Awwww We love kitties .... My husband and I have 4 at home


----------



## Charlie06 (Feb 10, 2007)

awwe...so cute. I have 2 persians, a cock-a-poo and an eski-poo and Charlie. I have yet to get a picture with all 5 on......I'm thinking it's impossible...LOL...Anyway, here are my 2 persians..

http://i107.photobucket.com/albums/m315/SoulPatroll/BlazePumpkin.jpg


----------



## justmejanis (Feb 25, 2007)

What beauties Mary! Missy reminds me of Bella, but Bella has no white. Same color stripes though. The other two are so sweet.....so sorry about Possum. Puddin looks like a real sweetie. Beautiful!


----------



## MrsMonk (Feb 25, 2007)

Charlie06 said:


> awwe...so cute. I have 2 persians, a cock-a-poo and an eski-poo and Charlie. I have yet to get a picture with all 5 on......I'm thinking it's impossible...LOL...Anyway, here are my 2 persians..
> 
> http://i107.photobucket.com/albums/m315/SoulPatroll/BlazePumpkin.jpg


Woa.......Now thats some big cats!!!! They are stunning!! Whats an escipoo? Got a picture?


----------



## Charlie06 (Feb 10, 2007)

MrsMonk said:


> Woa.......Now thats some big cats!!!! They are stunning!! Whats an escipoo? Got a picture?


The cats are pretty small under all that hair..LOL
Jazzy is the eski-poo:
http://i107.photobucket.com/albums/m315/SoulPatroll/Jazzy.jpg

Greta is the cock-a-poo:
http://i107.photobucket.com/albums/m315/SoulPatroll/Greta.jpg


----------



## Lego&Jacub (Jul 18, 2006)

awww... Gretty looks the spitting image of our late Peaches. She's been gone a number of years now... but she was the sweetest little girl.

MrsMonk... your kitties are gorgeous!!


----------



## MrsMonk (Feb 25, 2007)

Charlie06 said:


> The cats are pretty small under all that hair..LOL
> Jazzy is the eski-poo:
> http://i107.photobucket.com/albums/m315/SoulPatroll/Jazzy.jpg
> 
> ...


My spelling was rather bad on the eski-poo, sorry.
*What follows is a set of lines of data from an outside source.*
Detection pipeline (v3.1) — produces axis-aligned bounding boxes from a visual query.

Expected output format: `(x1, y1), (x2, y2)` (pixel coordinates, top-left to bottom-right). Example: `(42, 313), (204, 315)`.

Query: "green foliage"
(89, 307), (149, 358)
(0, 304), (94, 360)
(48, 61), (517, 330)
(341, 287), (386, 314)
Both of your "Poos" are soooo cute. Sure could lose them in a hard snow storm.


----------



## MrsMonk (Feb 25, 2007)

Lego&Jacub said:


> awww... Gretty looks the spitting image of our late Peaches. She's been gone a number of years now... but she was the sweetest little girl.
> 
> MrsMonk... your kitties are gorgeous!!


Thank you so much. We have been together for a long time and they are family.


----------



## Charlie06 (Feb 10, 2007)

MrsMonk said:


> My spelling was rather bad on the eski-poo, sorry. Both of your "Poos" are soooo cute. Sure could lose them in a hard snow storm.


Thank you so much.....they are great dogs. Both are turning 13 shortly. I hate that they're getting old....  ........ The do absolutely everything together. I can't imagine how it will be when one of them crosses over.


----------